Avery let loose one of his rare chuckles. "Who knows? They don't. Something impractical, you can be sure. But they didn't send us out to die. We cost 'em too much."

"More than we're worth." A statement.

"Of course. Billions, actually, and on some fool thing like this. You can't teach 'em. Government generations are too short. The only administration they care about is the last one and how to talk it down. It would take a major catastrophe to beat any sense into their heads."

"I suppose so." Wyckoff still stared at the floor.

"They didn't have any place for us in their set-up, and they aren't smart enough to figure out any. We know too much. The best they could come up with was this scheme to get us out of sight." Wyckoff was certainly a good listener. "They won't even know if we land safely for another two-three years when the ship does or doesn't come back for supplies. You'd think even the most moronic secretariat would know better than to send out a bunch of colonists that can't even multiply."
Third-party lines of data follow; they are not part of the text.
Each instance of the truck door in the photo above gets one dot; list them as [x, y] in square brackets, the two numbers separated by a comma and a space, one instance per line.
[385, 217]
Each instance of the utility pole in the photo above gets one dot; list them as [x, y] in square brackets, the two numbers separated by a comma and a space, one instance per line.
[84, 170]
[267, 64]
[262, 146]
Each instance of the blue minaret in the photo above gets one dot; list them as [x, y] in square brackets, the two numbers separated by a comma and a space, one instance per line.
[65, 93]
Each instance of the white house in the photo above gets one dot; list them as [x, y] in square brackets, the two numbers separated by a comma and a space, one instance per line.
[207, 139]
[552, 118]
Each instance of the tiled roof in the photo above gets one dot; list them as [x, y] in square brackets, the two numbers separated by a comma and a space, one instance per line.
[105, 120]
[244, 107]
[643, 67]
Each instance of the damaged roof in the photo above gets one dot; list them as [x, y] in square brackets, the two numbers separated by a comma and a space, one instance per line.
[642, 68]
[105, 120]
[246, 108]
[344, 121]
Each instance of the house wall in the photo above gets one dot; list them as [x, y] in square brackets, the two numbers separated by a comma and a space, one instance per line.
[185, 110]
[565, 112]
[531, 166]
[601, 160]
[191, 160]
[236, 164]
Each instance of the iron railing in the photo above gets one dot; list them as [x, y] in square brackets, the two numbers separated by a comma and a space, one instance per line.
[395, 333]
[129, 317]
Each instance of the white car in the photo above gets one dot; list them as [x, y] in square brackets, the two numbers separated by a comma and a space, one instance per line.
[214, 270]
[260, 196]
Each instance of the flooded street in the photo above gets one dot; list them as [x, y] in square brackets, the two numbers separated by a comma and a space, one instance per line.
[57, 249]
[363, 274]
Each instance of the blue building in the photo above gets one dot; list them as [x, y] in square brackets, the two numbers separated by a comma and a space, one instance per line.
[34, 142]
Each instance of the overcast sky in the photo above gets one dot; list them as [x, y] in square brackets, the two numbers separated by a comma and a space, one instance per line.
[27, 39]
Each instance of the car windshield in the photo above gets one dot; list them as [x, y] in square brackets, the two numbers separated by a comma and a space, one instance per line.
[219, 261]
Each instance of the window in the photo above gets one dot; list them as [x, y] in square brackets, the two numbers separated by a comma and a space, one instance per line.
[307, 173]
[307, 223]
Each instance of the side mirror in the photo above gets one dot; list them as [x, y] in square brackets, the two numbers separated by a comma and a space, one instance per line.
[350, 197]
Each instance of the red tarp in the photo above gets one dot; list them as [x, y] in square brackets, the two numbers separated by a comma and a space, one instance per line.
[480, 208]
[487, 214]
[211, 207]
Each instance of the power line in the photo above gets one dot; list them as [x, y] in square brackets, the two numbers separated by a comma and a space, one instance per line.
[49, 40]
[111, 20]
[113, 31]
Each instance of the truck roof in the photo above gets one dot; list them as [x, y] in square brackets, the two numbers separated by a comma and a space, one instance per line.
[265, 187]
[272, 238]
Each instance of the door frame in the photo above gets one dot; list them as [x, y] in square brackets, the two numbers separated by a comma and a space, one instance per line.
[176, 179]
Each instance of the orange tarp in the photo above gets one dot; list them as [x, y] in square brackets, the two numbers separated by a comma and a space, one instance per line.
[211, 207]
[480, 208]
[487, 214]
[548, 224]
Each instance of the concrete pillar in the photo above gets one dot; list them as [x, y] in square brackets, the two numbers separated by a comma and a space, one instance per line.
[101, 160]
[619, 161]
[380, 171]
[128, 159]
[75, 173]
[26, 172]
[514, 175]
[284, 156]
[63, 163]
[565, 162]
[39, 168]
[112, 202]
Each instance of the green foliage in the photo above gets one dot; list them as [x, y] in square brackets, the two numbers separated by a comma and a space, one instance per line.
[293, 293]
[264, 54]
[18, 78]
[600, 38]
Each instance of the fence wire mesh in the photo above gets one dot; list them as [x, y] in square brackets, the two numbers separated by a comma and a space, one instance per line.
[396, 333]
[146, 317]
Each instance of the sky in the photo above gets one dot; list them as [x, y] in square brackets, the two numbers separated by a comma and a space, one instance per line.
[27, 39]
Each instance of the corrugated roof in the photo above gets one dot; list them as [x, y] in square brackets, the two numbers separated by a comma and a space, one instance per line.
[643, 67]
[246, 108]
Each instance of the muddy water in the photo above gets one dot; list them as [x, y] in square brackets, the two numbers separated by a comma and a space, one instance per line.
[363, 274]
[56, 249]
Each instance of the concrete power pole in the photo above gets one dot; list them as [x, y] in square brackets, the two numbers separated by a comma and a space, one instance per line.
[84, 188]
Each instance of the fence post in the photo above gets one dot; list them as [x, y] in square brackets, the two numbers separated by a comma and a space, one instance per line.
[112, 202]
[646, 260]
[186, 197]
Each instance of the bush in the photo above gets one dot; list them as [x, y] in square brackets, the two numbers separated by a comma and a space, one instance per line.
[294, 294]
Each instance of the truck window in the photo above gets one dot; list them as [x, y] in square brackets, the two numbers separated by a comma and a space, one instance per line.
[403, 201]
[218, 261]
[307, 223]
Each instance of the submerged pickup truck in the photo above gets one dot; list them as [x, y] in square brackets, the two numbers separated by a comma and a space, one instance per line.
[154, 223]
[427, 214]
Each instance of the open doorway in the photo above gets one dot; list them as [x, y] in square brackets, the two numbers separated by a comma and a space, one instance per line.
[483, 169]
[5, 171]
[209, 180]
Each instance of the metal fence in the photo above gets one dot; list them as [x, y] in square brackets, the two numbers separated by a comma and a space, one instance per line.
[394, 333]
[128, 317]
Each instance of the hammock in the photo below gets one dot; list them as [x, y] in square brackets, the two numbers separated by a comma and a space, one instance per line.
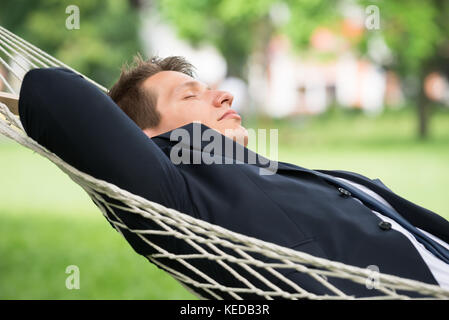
[236, 254]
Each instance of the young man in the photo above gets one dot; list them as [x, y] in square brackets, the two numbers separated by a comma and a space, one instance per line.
[337, 215]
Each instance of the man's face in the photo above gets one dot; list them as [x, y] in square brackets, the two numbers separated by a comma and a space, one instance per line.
[182, 100]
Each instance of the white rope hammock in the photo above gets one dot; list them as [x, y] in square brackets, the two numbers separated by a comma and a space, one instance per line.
[232, 252]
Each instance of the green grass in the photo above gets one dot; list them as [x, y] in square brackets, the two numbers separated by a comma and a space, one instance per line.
[47, 222]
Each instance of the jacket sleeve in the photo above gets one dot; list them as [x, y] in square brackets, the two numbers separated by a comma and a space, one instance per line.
[75, 120]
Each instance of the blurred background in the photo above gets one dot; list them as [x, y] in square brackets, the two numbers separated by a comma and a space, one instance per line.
[352, 85]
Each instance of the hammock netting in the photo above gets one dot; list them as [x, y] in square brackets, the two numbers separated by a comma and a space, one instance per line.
[257, 268]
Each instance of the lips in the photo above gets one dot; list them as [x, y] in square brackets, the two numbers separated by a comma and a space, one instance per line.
[230, 114]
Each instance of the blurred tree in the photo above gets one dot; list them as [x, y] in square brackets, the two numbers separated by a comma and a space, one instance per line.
[107, 37]
[417, 33]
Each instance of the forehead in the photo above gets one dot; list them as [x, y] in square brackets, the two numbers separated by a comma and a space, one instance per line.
[169, 82]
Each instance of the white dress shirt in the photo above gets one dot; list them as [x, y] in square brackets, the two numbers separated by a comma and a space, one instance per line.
[439, 269]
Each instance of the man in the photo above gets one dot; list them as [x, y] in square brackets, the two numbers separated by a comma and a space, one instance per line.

"But they sent us. They must have thought there was something we could do."

"We'll never know who sent us—or why. It's all mixed up with politics somewhere. Ours but to do as they say."

"Do or die."

"What? Oh ... the quotation. Well, I stand corrected—don't know as it makes any great difference. We all will someday, in spite of the great Farrar and his coddling hospital."

Samuel looked even more fragile and a little wistful as he glanced up at Avery at last. "We thought this would be more interesting than the hospital, anyway."